But after several years, the shortages have finally grown so severe that the plant can no longer operate at all. Blackouts now last for an average of 16 hours a day. With the essentials of daily life compressed into only a few hours, it is no wonder that Gaza and its residents - young and old, women, men and children alike - are tense and anxious.
But by mentioning Israel as the only named party that has ever restricted fuel to Gaza, and purposefully omitting any reason for current fuel shortages, the article gives readers the impression that Israel is restricting fuel today, and that Egyptian fuel supplies are merely unreliable.
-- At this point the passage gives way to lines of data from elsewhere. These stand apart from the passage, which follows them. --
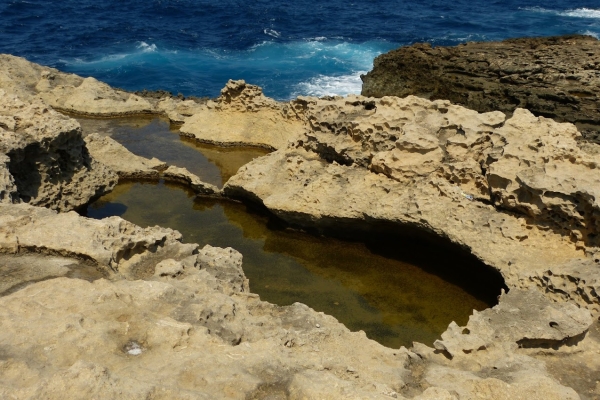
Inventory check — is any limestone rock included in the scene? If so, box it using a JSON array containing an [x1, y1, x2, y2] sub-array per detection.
[[162, 165, 221, 195], [36, 74, 154, 116], [361, 35, 600, 140], [0, 89, 117, 210], [85, 133, 167, 180], [223, 96, 600, 307], [0, 204, 407, 399], [180, 81, 303, 149], [156, 97, 205, 124]]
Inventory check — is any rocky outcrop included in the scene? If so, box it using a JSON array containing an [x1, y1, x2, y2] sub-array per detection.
[[0, 204, 409, 399], [0, 54, 156, 116], [223, 90, 600, 399], [85, 133, 167, 179], [162, 165, 221, 195], [362, 36, 600, 138], [180, 81, 303, 149], [0, 89, 117, 210], [224, 96, 598, 306]]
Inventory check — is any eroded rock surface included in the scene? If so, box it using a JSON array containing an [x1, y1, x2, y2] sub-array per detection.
[[180, 81, 303, 149], [85, 133, 167, 179], [0, 204, 408, 399], [362, 36, 600, 140], [0, 89, 117, 210], [223, 89, 600, 399]]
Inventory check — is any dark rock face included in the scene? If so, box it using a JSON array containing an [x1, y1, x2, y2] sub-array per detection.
[[361, 35, 600, 141]]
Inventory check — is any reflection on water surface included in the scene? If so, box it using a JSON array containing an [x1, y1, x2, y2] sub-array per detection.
[[79, 117, 502, 347], [88, 182, 499, 347]]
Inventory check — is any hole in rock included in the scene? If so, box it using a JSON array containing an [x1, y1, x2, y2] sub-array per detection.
[[84, 119, 504, 348], [87, 182, 503, 348]]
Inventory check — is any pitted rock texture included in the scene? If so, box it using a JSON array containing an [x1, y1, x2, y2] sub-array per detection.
[[85, 133, 167, 180], [434, 289, 593, 357], [362, 36, 600, 140], [224, 96, 600, 307], [0, 54, 156, 116], [180, 81, 303, 149], [161, 165, 221, 195], [0, 204, 418, 399], [0, 89, 117, 210]]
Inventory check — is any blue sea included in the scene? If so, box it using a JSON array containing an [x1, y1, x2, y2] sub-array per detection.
[[0, 0, 600, 100]]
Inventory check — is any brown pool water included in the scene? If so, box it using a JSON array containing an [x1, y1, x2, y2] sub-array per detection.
[[84, 115, 502, 348], [77, 116, 268, 187]]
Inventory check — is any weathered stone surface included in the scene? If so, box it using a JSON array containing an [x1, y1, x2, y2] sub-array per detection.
[[223, 85, 600, 399], [434, 289, 592, 357], [156, 97, 205, 124], [0, 54, 600, 400], [162, 165, 221, 195], [0, 204, 407, 399], [0, 54, 156, 116], [0, 89, 117, 210], [224, 96, 598, 304], [180, 81, 303, 149], [85, 133, 167, 179], [362, 36, 600, 138]]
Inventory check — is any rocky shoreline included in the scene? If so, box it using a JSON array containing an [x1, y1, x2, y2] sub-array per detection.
[[361, 35, 600, 140], [0, 50, 600, 400]]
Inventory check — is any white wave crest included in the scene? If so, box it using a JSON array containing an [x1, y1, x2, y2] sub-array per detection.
[[263, 28, 281, 38], [137, 42, 158, 53], [559, 8, 600, 18], [292, 71, 367, 97], [520, 7, 600, 19]]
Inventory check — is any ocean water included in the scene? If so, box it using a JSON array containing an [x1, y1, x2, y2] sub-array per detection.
[[0, 0, 600, 100]]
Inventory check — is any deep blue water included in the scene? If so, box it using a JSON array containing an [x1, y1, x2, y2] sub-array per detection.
[[0, 0, 600, 99]]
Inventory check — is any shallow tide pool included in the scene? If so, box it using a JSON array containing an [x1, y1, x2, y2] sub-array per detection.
[[82, 115, 502, 348]]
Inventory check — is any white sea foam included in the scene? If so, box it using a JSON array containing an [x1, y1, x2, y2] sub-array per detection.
[[520, 7, 600, 19], [292, 71, 367, 97], [137, 42, 158, 53], [560, 8, 600, 18], [263, 28, 281, 38]]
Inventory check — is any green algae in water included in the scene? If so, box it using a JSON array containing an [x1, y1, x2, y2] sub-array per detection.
[[88, 182, 499, 348]]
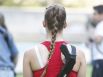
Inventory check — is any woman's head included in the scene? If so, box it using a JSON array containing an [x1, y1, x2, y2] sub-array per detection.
[[44, 5, 66, 56], [44, 5, 66, 32]]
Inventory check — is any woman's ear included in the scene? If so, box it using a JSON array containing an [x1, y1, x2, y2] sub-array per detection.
[[64, 21, 67, 28], [43, 20, 47, 27]]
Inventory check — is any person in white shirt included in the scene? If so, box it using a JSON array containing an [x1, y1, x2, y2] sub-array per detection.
[[92, 5, 103, 77]]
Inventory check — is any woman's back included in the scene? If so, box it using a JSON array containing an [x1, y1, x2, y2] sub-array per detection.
[[23, 5, 86, 77]]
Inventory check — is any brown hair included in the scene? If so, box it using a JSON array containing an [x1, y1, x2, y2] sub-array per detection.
[[45, 5, 66, 57], [41, 5, 66, 77]]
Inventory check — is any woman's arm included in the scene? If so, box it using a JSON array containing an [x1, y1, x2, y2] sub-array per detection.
[[78, 52, 86, 77], [23, 52, 33, 77]]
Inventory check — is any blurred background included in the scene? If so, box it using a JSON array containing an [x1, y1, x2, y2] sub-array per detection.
[[0, 0, 103, 77]]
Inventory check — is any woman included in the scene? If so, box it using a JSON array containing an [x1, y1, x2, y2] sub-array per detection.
[[0, 13, 18, 77], [23, 5, 86, 77]]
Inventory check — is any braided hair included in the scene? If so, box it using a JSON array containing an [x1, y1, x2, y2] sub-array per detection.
[[41, 5, 66, 77], [45, 5, 66, 57]]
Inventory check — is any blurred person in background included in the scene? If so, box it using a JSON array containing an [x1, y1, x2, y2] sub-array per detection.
[[0, 13, 18, 77], [23, 5, 86, 77], [90, 5, 103, 77]]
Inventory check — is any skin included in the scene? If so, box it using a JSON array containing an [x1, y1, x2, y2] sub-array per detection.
[[23, 21, 86, 77], [0, 14, 18, 66], [93, 11, 103, 43]]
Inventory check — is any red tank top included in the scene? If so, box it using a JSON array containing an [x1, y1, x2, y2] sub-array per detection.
[[33, 41, 77, 77]]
This is a clearly deliberate deception.
UNRWA purposefully doesn't mention the Egyptian blockade on Gaza and closure of the tunnels that provided fuel, the Hamas disagreement with the PA over payments for fuel, and Hamas using Gazans as hostages to get a better price for fuel, or even Hamas' conscious decision years ago to rely on smuggled Egyptian fuel rather than get it from Israel. No, according to UNRWA, the only possible guilty party is Israel - as always.
So UNRWA manages to give the reader the impression that the Gaza fuel problems are primarily Israel's fault - without technically lying. That takes skill, an overarching desire to blame Israel for everything, as well as a deep desire to hide the truth of Hamas' complicity in Gaza misery from the world.
This is hardly non-political. This is pure, planned deception. Israel should lodge an official protest against UNRWA's deceit.
UNRWA did not respond to my request for comment.